Gabe slides off the seat and grabs my hand. His lower lip gives the beginnings of a quiver. “I want to see my daddy,” he says, looking at me.
“Absolutely,” I say. “And we can tell him how brave you are.”
This has got to be the strangest interview I’ve ever done. The EMTs finally arrived, pleading “wicked traffic” and “buncha jerk” drivers. They checked the kids, plastered Declan Ross’s forehead with a gauze-and-tape bandage, pronounced everyone fine and took off. Now Sophie’s nestled peacefully over my shoulder, her little breath sounds snuffling into my ear. Franklin and Gabe, holding hands, are watching as I use my non-Sophie hand to hold the Channel 3 microphone, its chunky logo red, white and blue against the gray slush. I know we probably won’t use my interview with Declan Ross, or even the video J.T. shot of the victims’ car—Franklin’s already informed the assignment desk it’s too minor to make air.
And I’m yearning to leave, meet up with Josh, share our celebratory dinner. Take a step closer to becoming Penny’s mom. But we’re here, and my years of experience dictate it’s easier to erase an interview than regret not doing it. Better to be safe than scooped. Your job could depend on it.
“So just to be clear,” I say, bringing the microphone back in my direction, “this car is rented because yours is in the shop?” I flip the mic back to Ross.
“Yes, ours was recalled. Just a day ago. For bad brakes,” Ross says. His eyes are clear again, and he’s the picture of a middle-class dad with kids. And a bandage. “We got a, well, somewhat frightening letter from the manufacturer, indicating we should bring it in to have the brakes looked at. So, of course, we did. My wife dropped it off yesterday, got this rental. Gabe and Sophie, we’re certainly not going to risk—”
He breaks off, looking at his son. I can see his eyes welling. His yuppie-casual clothes are still ominously smeared with browning red. No question this family had a narrow escape. “Gabie, you okay?”
“You’re on TV, Daddy,” Gabe says. “And Franklin says I get to see a tow truck. And a police.”
“So what happened?” I continue, getting him back on track. My calculation, we’ve got only a few minutes of daylight left. And according to the EMTs, the state police should arrive any second.
“A car—switched lanes. Cutting me off. Nothing I could do. I saw him barreling toward the tollbooth. Boston drivers…” He pauses, and I can see his hands clench into fists.
Sirens approach. The cops.
“Did you get any identification? Of the car?” I ask. Just making sure. “License plate? Make? Color?”
“No,” Ross begins, “I—”
“It was a blue car.”
Gabe, still holding Franklin’s hand, is standing on one foot, then the other. “Like my Matchbox car, Daddy,” he says. “I saw it.”
Two state troopers are out of their cruiser, doors slamming, almost before the gray and black Crown Vic comes to a halt. Hulks in stiff steel-blue uniforms, opaque sunglasses, massive leather belts armored with weapons, high-polish boots, they stride toward us, shoulder radios squawking static.

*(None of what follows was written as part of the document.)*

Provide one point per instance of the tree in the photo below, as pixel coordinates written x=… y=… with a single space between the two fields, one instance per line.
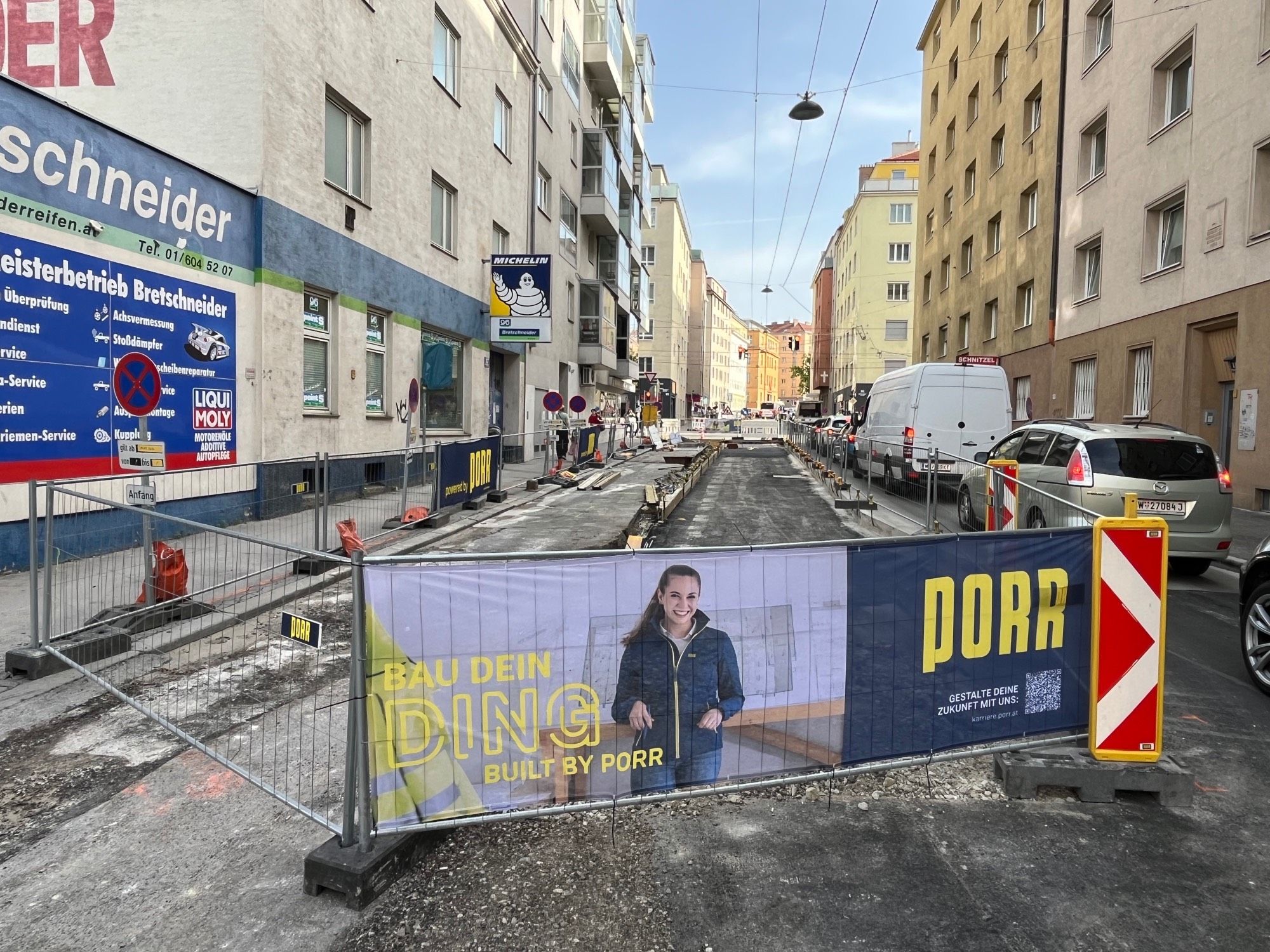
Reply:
x=802 y=375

Gabe takes a step back, mouth open, then runs to his father, his little arms circling one blue-jeaned leg in a death grip, his face buried in his father’s thigh.
“Everyone all right here?” One trooper’s embossed metal nametag says Scott Maguire.
Maguire, I say to myself, remembering it. Again, better to be safe.
“We’re fine, Officer. We just need a tow truck.” Ross says, smoothing Gabe’s hair. He smiles at me, then points. “And I need my daughter back.”
“It’s for your own good, I promise you.” I’m on the floor, on all fours, pleading. “No, not you, Franko. I’m talking to Botox.”
I’m finally back at my apartment. As I predicted, the producers spiked the hit-and-run story, so we dutifully stashed the accident video in our archives and split. Two hours of overtime pay for J.T., two hours of unrecoverable Josh-time for me. But on the way home, in one of those everything-happens-for-a-reason kind of moments, the whole crash thing gave me a potentially brilliant idea. Now, with the phone clamped between my shoulder and my cheek, I’m trying to explain my brainstorm to Franklin and coax Botox into the cat carrier at the same time. She made herself heavy when I picked her up, then twisted out of my arms and is now glaring at me from under my dining room table. She’s bitter. Slashing her calico tail. Daring me to make a move to grab her.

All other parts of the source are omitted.